How many times have you heard that line in a movie or on TV? Has it been used on you? By a parent? A teacher? A police officer?

Anyone who says that to you considers himself the boss of you.

Anyone who says this to you has in that moment expressed his unmistakable intention to treat you as his property.

Anyone who says that deserves to be told — if you have the wherewithal to say it — “How would you even know? What are you, a fucking mind reader?”

Not even think about it?

Thinking is what makes us human.

Thinking is what makes us conscious.

Thinking is what makes us — in an existence so big that even trying to think about it makes me dizzy — that we’re worth the trouble to raise us up.

Telling you not to even think is the worst thing one person can say to another person. It’s worse than all two hundred words you can’t say television put together. It’s worse than “I hate you.”

Yet parents do it. Older brothers and sisters do it. Priests and preachers do it. Teachers do it. Coaches do it. Cops do it. Marine Drill Instructors do it. Gangsters do it. Prison Guards do it. Judges do it.
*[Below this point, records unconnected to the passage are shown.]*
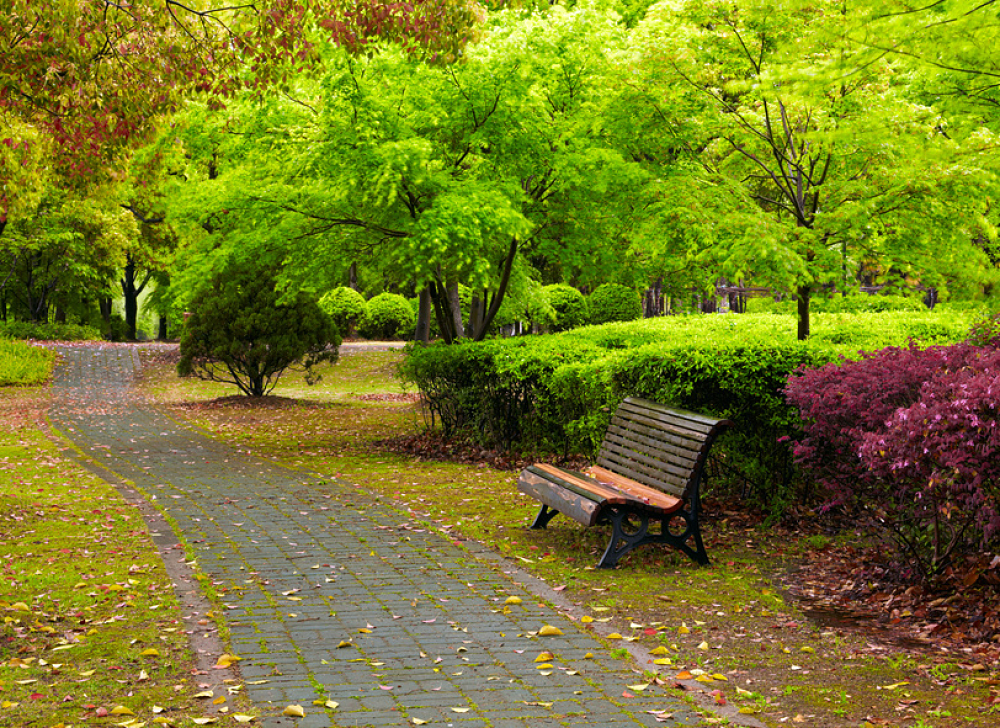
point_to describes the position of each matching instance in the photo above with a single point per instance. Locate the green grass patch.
(90, 620)
(730, 619)
(22, 364)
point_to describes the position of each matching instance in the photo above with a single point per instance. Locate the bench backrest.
(658, 446)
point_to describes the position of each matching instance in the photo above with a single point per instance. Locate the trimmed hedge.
(558, 392)
(22, 364)
(613, 302)
(568, 305)
(388, 316)
(345, 306)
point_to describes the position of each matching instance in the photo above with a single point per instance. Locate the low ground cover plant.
(24, 364)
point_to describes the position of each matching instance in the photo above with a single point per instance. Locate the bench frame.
(649, 472)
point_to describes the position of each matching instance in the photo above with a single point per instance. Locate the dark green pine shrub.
(569, 305)
(388, 316)
(345, 306)
(238, 333)
(614, 302)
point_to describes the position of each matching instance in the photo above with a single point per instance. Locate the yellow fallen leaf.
(894, 686)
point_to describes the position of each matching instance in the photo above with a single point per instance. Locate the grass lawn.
(91, 631)
(728, 629)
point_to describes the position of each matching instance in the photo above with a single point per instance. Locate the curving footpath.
(329, 595)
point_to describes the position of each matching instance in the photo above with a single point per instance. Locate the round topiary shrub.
(239, 334)
(614, 302)
(569, 306)
(388, 316)
(345, 306)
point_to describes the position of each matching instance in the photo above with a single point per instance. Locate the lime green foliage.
(388, 316)
(48, 332)
(240, 334)
(559, 391)
(24, 364)
(569, 307)
(614, 302)
(345, 306)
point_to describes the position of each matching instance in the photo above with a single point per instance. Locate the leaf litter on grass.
(744, 641)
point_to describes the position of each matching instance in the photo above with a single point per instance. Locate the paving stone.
(260, 529)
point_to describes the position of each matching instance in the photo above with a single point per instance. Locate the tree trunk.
(455, 304)
(803, 294)
(423, 333)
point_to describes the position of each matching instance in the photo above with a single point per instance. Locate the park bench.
(648, 473)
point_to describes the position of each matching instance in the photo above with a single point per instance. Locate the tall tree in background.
(447, 173)
(801, 169)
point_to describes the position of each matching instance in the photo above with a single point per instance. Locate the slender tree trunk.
(423, 333)
(803, 293)
(455, 304)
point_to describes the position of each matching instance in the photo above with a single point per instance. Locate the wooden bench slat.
(581, 484)
(672, 419)
(660, 450)
(646, 476)
(671, 413)
(651, 466)
(650, 496)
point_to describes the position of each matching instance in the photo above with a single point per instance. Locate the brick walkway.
(330, 595)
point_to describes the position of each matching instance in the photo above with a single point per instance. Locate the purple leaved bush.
(913, 436)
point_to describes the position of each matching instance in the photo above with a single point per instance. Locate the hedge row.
(559, 391)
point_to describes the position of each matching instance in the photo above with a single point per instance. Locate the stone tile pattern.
(303, 565)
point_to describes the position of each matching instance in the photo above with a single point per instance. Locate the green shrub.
(613, 302)
(558, 392)
(345, 306)
(22, 364)
(388, 316)
(48, 332)
(239, 334)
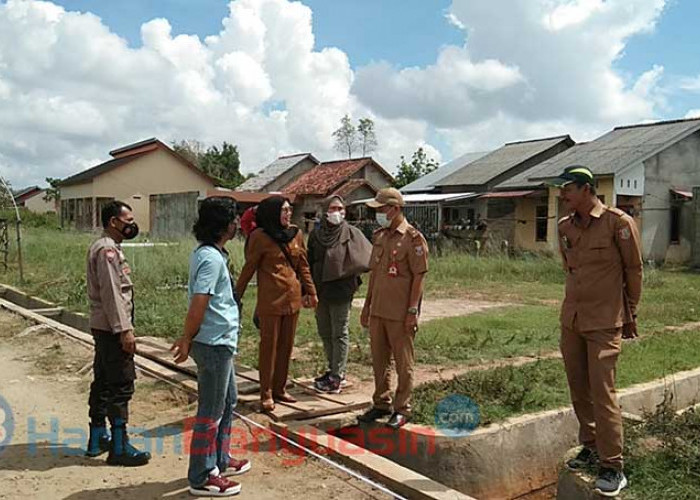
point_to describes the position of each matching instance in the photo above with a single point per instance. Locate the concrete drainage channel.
(514, 459)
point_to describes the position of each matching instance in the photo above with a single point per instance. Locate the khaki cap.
(387, 196)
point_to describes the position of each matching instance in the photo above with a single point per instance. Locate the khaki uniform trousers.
(590, 359)
(276, 344)
(389, 338)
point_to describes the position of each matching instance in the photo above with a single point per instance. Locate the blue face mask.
(383, 220)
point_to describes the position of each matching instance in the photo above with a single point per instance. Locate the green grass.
(509, 391)
(663, 455)
(55, 270)
(510, 331)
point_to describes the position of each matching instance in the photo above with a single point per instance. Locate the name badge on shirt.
(393, 270)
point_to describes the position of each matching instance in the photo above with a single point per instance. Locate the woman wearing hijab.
(276, 251)
(338, 254)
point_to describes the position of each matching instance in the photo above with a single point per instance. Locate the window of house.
(675, 224)
(541, 222)
(470, 215)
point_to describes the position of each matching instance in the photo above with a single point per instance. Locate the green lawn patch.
(509, 391)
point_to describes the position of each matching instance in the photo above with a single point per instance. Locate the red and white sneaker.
(217, 486)
(237, 467)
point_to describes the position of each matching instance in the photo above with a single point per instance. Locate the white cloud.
(71, 89)
(548, 65)
(689, 84)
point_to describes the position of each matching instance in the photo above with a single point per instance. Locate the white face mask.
(383, 220)
(335, 218)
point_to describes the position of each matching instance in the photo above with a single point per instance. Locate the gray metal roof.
(273, 170)
(611, 153)
(428, 182)
(500, 161)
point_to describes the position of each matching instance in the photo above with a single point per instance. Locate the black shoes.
(99, 441)
(585, 458)
(398, 420)
(610, 482)
(122, 452)
(373, 414)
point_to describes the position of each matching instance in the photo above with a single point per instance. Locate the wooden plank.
(48, 311)
(147, 365)
(154, 359)
(305, 415)
(311, 390)
(399, 479)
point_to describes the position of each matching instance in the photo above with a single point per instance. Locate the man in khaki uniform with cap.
(603, 262)
(111, 296)
(398, 266)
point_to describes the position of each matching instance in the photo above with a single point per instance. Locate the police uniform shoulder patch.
(616, 211)
(413, 232)
(111, 254)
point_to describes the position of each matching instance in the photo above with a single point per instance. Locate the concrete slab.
(522, 454)
(403, 481)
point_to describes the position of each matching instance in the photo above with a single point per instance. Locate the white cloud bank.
(71, 89)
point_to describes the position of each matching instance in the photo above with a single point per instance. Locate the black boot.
(99, 441)
(122, 453)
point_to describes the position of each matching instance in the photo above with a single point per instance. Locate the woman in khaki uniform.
(276, 251)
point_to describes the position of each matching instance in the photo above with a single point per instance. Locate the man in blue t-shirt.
(211, 338)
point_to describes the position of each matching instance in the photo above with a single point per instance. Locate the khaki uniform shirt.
(603, 264)
(279, 290)
(109, 287)
(404, 250)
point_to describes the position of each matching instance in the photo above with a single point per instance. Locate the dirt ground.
(447, 308)
(44, 384)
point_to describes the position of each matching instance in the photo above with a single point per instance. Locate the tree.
(346, 137)
(420, 165)
(368, 139)
(191, 149)
(53, 192)
(221, 164)
(6, 194)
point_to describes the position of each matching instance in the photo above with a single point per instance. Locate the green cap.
(574, 174)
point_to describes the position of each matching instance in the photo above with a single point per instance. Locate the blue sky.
(406, 32)
(529, 69)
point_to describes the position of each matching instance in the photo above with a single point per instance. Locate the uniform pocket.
(600, 244)
(376, 257)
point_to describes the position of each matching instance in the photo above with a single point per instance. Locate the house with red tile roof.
(352, 179)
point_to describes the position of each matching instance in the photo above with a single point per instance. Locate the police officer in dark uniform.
(110, 292)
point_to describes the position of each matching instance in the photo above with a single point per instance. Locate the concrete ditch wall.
(506, 460)
(516, 457)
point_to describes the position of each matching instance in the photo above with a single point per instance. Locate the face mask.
(383, 220)
(335, 218)
(129, 231)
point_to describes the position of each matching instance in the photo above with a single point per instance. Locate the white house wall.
(676, 166)
(631, 181)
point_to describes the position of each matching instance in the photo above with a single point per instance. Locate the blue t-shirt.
(209, 275)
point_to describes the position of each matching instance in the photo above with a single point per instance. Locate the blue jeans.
(217, 396)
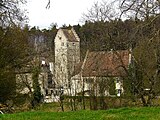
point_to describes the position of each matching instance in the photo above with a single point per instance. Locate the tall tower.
(67, 55)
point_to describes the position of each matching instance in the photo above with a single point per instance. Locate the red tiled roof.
(70, 35)
(103, 63)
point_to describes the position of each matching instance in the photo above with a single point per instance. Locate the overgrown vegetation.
(150, 113)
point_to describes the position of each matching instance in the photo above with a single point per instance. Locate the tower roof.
(70, 35)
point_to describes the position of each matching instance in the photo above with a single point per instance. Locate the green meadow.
(142, 113)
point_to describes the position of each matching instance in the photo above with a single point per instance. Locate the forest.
(140, 31)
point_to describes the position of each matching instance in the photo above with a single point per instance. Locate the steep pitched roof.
(102, 63)
(70, 35)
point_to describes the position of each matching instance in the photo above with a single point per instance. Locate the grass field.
(150, 113)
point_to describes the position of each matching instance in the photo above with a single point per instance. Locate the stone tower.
(67, 55)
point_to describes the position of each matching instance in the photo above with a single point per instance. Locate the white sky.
(60, 12)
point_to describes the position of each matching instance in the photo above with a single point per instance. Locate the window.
(62, 44)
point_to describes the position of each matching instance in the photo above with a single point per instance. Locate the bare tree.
(10, 12)
(100, 11)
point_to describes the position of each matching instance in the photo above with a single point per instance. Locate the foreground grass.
(151, 113)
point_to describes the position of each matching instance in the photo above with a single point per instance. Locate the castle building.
(67, 55)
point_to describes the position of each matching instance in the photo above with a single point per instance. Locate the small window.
(62, 44)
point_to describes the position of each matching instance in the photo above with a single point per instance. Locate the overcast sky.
(60, 12)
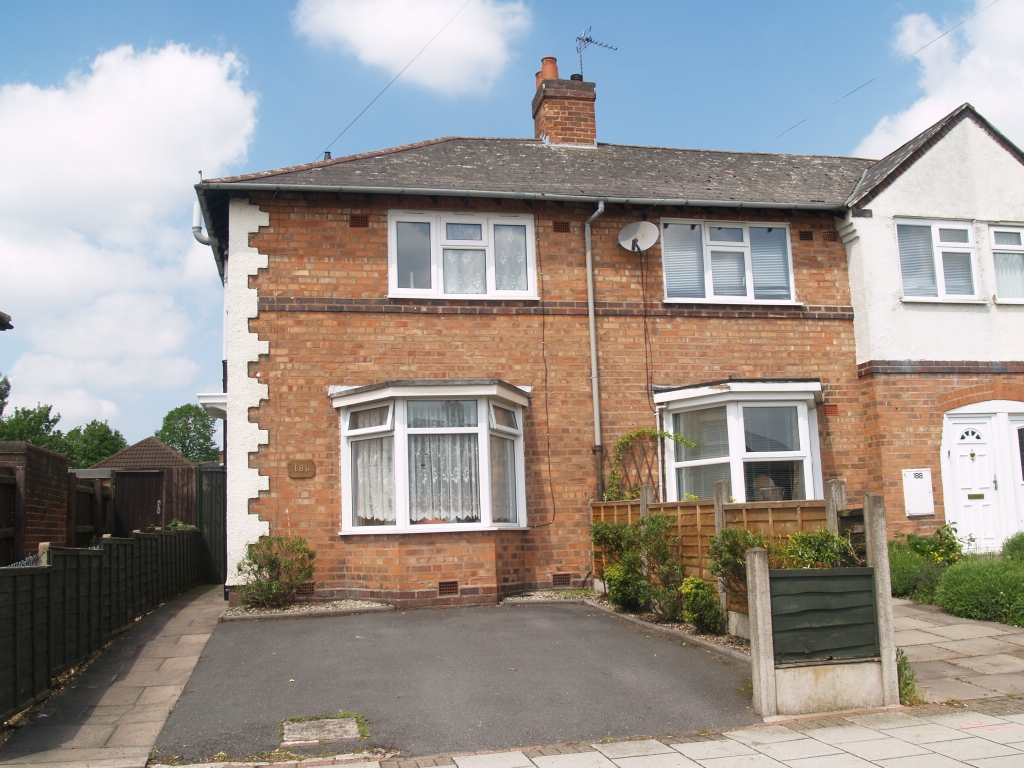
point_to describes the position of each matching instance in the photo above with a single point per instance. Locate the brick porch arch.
(993, 390)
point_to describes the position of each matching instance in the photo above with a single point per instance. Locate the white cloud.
(99, 270)
(981, 62)
(469, 55)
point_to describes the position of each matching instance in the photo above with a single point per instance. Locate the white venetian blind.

And TV game-show hosts pretending to be Judges do it.

“Don’t even think about it” are the definitive words used to bully. There is always an “Or else” attached to that sentence, even if it’s not said aloud.

“Don’t even think about it, or else there will be no TV for a month!” “Don’t even think about it, or I’ll tell!” “Don’t even think about it, or you’ll go to Hell!” “Don’t even think about it, or I’ll see you in Detention!” “Don’t even think about it, or you’ll spend the next game on the bench!” “Don’t even think about it, or I’ll drop you!” “Don’t even think about it, or you can clean the latrine with a toothbrush!” “Don’t even think about it, or I’ll whack you!” “Don’t even think about it, or it’s solitary for you!” “Don’t even think about it, or I’ll find you in contempt!” And “Don’t even think about it, or I’ll go to commercial!”

George Orwell — in his novel Nineteen-eighty-four — expressed “Don’t Even Think About It!” as “thought crime.” He may have made up the phrase “thought crime” but he didn’t make up the idea behind it, because “Don’t Even Think About It!” is the signature of every dictator and every cult leader.

If there’s a standard interpretation of any Biblical passage that I despise more than any other, it’s interpreting Matthew 5:7:28 — “But I say unto you, That whosoever looketh on a woman to lust after her hath committed adultery with her already in his heart” — as saying if you think something you’re already guilty of it.

That interpretation is a monstrous engine for unearned guilt. That interpretation is the genesis of thought crime. I reject the notion that anyone as savvy as Jesus ever meant anything close to that. Here’s one clear reason why if I don’t consider the Bible itself full of errors, certainly many common interpretations are.

I’ll go a hard step in the other direction. If a man has never looked on a woman with lust in his heart, he’s either gay or a eunuch, and there’s no virtue whatsoever in his not trying to fuck her. You give me a man who looks on a woman and vividly imagines her naked and straddling him, in his mind smells her musk, and shudders imagining what her skin would feel like on his — then he resists fucking her because he’s made a vow to another, or she has — now you’re talking about real character, Matty boy!

So it is with multiplying the guilt for an offense on a theory of amplified mens rea. If a driver chains another man to the back of his car and drags him through the street until he’s dead, the driver is a monster. I do not need to add the idea of his bigotry — because the man he dragged had different skin color — to justify whatever will be done to him in return. Put him in a dark hole for life — strap him down and put him down like a dog — adding “hate crime” to the charge of First Degree Murder does nothing to make his crime any worse that the act itself did.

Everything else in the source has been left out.